I'm far from an expert on mmap() and similar low-level stuff, but the
current appproach (reserving a big chunk of shared memory and slicing
it by mmap() into smaller segments) seems reasonable.
But I'm getting a bit lost in how exactly this interacts with things
like overcommit, system memory accounting / OOM killer and this sort of
stuff. I went through the thread and it seems to me the reserve+map
approach works OK in this regard (and the messages on linux-mm seem to
confirm this). But this information is scattered over many messages and
it's hard to say for sure, because some of this might be relevant for
an earlier approach, or a subtly different variant of it.

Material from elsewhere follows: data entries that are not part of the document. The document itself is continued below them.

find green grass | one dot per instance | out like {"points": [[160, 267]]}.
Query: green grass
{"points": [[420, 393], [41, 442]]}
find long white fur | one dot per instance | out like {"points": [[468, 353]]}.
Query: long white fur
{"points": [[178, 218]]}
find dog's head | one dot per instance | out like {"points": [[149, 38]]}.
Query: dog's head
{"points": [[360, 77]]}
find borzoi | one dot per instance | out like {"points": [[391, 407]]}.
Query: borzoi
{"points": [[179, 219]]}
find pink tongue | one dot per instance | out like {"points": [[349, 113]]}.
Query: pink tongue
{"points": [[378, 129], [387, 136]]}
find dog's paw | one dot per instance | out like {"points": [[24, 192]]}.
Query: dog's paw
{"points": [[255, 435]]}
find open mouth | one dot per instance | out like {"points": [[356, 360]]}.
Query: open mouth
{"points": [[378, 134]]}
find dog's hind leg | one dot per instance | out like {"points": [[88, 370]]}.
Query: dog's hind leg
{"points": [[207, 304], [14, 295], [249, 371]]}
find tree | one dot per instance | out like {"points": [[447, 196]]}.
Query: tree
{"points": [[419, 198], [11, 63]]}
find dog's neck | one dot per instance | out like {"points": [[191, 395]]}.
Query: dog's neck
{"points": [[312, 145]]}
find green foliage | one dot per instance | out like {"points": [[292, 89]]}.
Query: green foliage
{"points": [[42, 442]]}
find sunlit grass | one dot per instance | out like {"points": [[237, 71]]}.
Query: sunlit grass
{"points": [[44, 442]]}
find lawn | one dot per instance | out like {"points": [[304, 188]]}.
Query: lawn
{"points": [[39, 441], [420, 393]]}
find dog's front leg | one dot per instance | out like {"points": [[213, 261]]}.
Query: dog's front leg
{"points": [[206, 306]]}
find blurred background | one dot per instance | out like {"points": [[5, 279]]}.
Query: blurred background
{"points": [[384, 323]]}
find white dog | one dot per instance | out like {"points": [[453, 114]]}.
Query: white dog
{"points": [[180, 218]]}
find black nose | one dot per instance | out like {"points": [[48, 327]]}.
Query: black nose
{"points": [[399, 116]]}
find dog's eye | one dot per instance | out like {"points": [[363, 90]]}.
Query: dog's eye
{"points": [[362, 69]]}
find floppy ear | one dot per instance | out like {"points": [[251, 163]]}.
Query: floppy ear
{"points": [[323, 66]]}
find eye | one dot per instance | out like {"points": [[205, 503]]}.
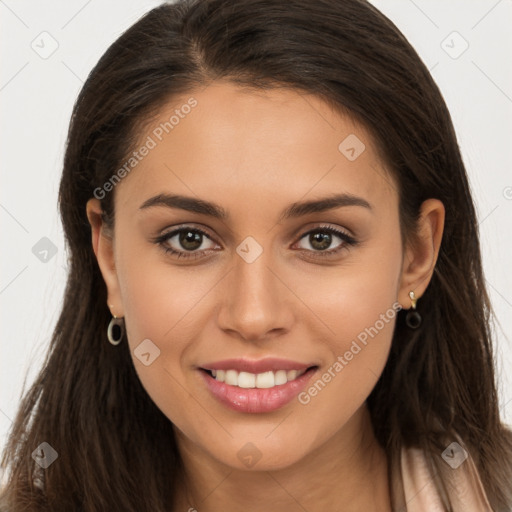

A similar question is portability. The comments and commit messages
seem to suggest most of this is linux-specific, and other platforms just
don't have these capabilities. But there's a bunch of messages (mostly
by Thomas Munro) that hint FreeBSD might be capable of this too, even if
to some limited extent. And possibly even Windows/EXEC_BACKEND, although
that seems much trickier.
FWIW I think it's perfectly fine to only support resizing on selected
platforms, especially considering Linux is the most widely used system
for running Postgres. We still need to be able to build/run on other
systems, of course. And maybe it'd be good to be able to disable this
even on Linux, if that eliminates some overhead and/or risks for people
who don't need the feature. Just a thought.
Anyway, my main point is that this information is important, but very
scattered over the thread. It's a bit foolish to expect everyone who
wants to do a review to read the whole thread (which will inevitably
grow longer over time), and assemble all these pieces again an again,
following all the changes in the design etc. Few people will get over
that hurdle, IMHO.
So I think it'd be very helpful to write a README, explaining the
currnent design/approach, and summarizing all these aspects in a single
place. Including things like portability, interaction with the OS
accounting, OOM killer, this kind of stuff. Some of this stuff may be
already mentioned in code comments, but you it's hard to find those.
Especially worth documenting are the states the processes need to go
through (using the barriers), and the transacitons between them (i.e.
what is allowed in each phase, what blocks can be visible, etc.).
I'll go over some higher-level items first, and then over some comments
for individual patches.
1) no user docs
There are no user .sgml docs, and maybe it's time to write some,
explaining how to use this thing - how to configure it, how to trigger
the resizing, etc. It took me a while to realize I need to do ALTER
SYSTEM + pg_reload_conf() to kick this off.
It should also document the user-visible limitations, e.g. what activity
is blocked during the resizing, etc.
2) pending GUC changes
I'm somewhat skeptical about the GUC approach. I don't think it was
designed with this kind of use case in mind, and so I think it's quite
likely it won't be able to handle it well.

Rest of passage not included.